Es ist mittlerweile schon mehr als 20 Jahre her, seit ich Spiele auf der Sega Dreamcast gespielt habe. Mein absoluter Favorit war damals Metropolis Street Racer, aber auch Sonic durfte auf der Konsole aus Japan natürlich nicht fehlen. Die Zeiten sind natürlich längst vorbei, Sonic ist trotzdem noch da – und er meldet sich jetzt auf Apple Arcade zurück.

In Sonic Dream Team (App Store-Link), das ab sofort auf iPhone, iPad, Mac und Apple TV gespielt werden kann, bringt der blaue Igel sogar seine Freunde mit. Gespielt werden kann unter anderem mit Amy oder Mails, aber auch mit Knuckles und Rogue. Aber dazu später mehr.

Auch der Bösewicht Dr. Eggman darf nicht fehlen

Auch der Ober-Bösewicht darf nicht fehlen – und das ist natürlich Dr. Eggman. Der hat ein uraltes Artefakt entdeckt, das die Macht hat, Träume in der realen Welt wahr werden zu lassen. Nun ist es eure Aufgabe, zusammen mit Sonic alle Freunde zu retten und Dr. Eggmans Streben nach Weltherrschaft ein Ende setzen.

In wirklich bunt und abwechslungsreich gestalteten 3D-Welten läuft man mit Sonic durch die Gegend, schaltet Gegner aus und sammelt Ringe ein. In erster Linie muss in jedem Level eine kleine Aufgabe erfüllt werden, etwa bestimmte Objekte einzusammeln oder Checkpoints in einer vorgegebenen Zeit zu durchlaufen. Prinzipiell kann man sich aber auch frei in der Welt bewegen und einige Bonus-Gegenstände entdecken.

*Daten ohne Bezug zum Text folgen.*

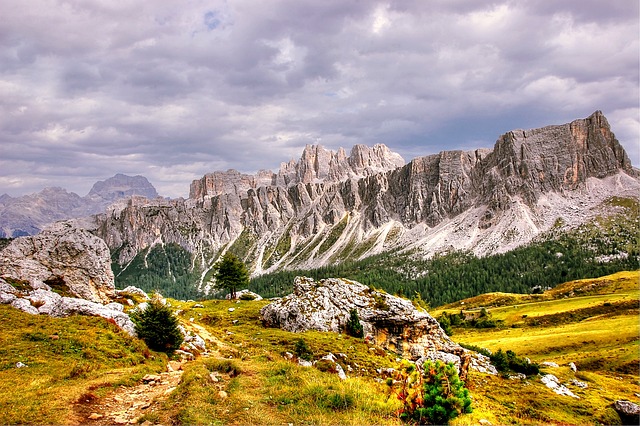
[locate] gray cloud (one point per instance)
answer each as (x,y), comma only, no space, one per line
(172,91)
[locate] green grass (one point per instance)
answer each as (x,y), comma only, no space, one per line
(267,389)
(90,356)
(605,348)
(65,358)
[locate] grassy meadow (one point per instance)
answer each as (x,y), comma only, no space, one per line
(593,323)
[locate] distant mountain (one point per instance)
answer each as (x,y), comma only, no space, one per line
(28,214)
(330,207)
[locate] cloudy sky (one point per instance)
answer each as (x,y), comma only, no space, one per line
(174,89)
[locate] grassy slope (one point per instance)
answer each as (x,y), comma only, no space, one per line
(66,358)
(266,388)
(604,347)
(90,357)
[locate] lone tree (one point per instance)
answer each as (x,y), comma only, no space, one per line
(158,327)
(354,327)
(231,274)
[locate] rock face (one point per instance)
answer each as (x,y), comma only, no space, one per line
(330,206)
(316,165)
(628,411)
(64,257)
(29,214)
(392,322)
(46,302)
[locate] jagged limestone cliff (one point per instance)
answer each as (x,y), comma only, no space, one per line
(330,206)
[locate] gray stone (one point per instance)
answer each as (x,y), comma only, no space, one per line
(552,382)
(393,323)
(65,255)
(628,411)
(132,291)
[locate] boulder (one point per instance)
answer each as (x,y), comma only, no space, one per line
(47,302)
(249,295)
(552,382)
(628,411)
(65,257)
(391,322)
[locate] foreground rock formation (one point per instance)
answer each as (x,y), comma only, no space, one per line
(391,322)
(63,270)
(62,256)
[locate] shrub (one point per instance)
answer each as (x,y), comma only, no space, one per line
(435,395)
(354,327)
(158,327)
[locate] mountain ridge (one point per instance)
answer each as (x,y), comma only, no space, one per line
(29,214)
(484,200)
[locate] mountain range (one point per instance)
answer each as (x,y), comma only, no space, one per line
(29,214)
(329,207)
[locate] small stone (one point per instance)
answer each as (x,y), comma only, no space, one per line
(120,420)
(174,366)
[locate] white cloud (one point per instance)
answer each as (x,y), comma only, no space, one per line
(173,91)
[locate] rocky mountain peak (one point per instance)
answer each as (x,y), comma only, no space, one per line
(316,165)
(121,186)
(28,214)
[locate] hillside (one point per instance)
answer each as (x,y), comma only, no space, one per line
(91,365)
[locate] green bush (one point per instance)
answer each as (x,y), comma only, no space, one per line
(158,327)
(435,395)
(302,350)
(354,327)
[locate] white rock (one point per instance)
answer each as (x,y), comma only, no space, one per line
(63,253)
(25,306)
(552,382)
(387,320)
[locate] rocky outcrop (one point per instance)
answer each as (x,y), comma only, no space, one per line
(628,411)
(391,322)
(329,206)
(46,302)
(68,259)
(29,214)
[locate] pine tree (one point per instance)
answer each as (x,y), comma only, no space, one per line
(230,274)
(158,327)
(354,327)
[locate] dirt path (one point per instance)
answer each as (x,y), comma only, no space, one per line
(127,404)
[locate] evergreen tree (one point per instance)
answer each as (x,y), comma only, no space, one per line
(354,327)
(230,274)
(158,327)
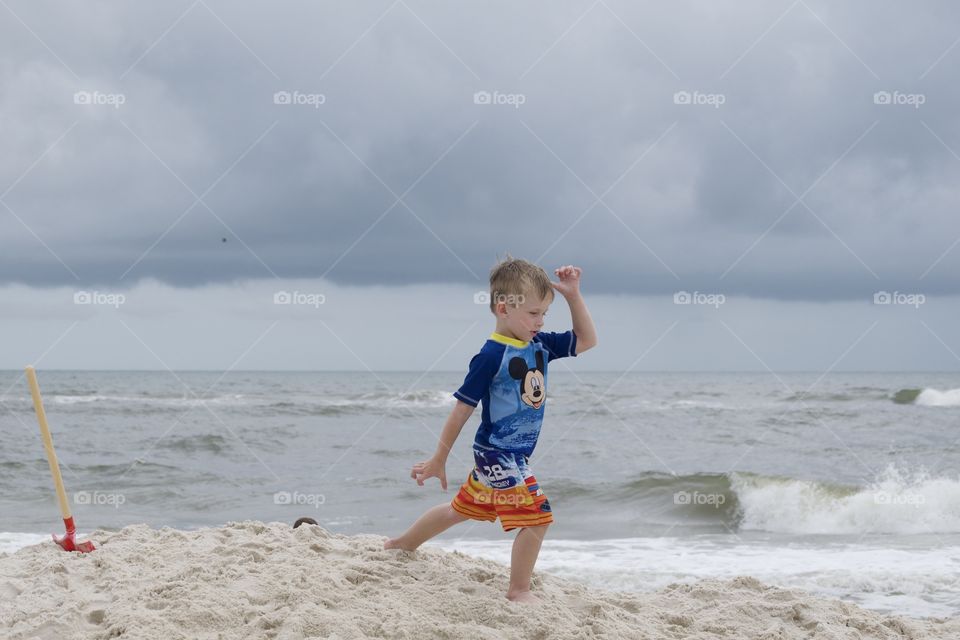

Langweilig wird es dabei so schnell nicht. Es gibt Rampen, Sprungbretter, etliche Gegner oder Röhren, auf denen man laufen kann. Einige Stellen der Level kann man auch nur erreichen, wenn man es später mit einem von Sonics Freunden noch einmal versucht. Schließlich können Tails und Cream fliegen und Knuckles und Rogue Wände nach oben klettern.

Sonic Dream Team mit Controller oder Touch?

Gesteuert wird Sonic Dream Team dabei wie folgt: Mit dem linken Daumen bewegt man einen virtuellen Joysticks, um den Charakter in die gewünschte Richtung laufen zu lassen. Rechts gibt es virtuelle Buttons zum Springen oder Angreifen und für den Boost. Zudem kann man sich Umsehen und die Kamera-Perspektive ändern, indem man einfach über den Bildschirm wischt.

Die Touch-Steuerung ist aus meiner Sicht solide umgesetzt, Sonic Dream Team kann durchaus so gespielt werden. Gerade in hektischen Situationen kann es aber eben auch mal vorkommen, dass man einen virtuellen Button nicht sofort trifft – und dann kann es schon zu spät sein. Solltet ihr einen Controller am Start haben, macht Sonic Dream Team damit auf jeden Fall noch etwas mehr Spaß.

Kritik habe ich im Netz rund um die Spieldauer wahrgenommen. Diese soll nur bei einigen wenigen Stunden liegen – gerade wenn Sonic Dream Team anfängt so richtig Spaß zu machen, soll es schon wieder vorbei sein. Von einem Spiel dieser Art auf Apple Arcade erwarte ich persönlich ohnehin nicht unbedingt mindestens zehn Stunden Spielspaß – und wer weiß, vielleicht legen die Entwickler ja noch mal ein paar Level nach.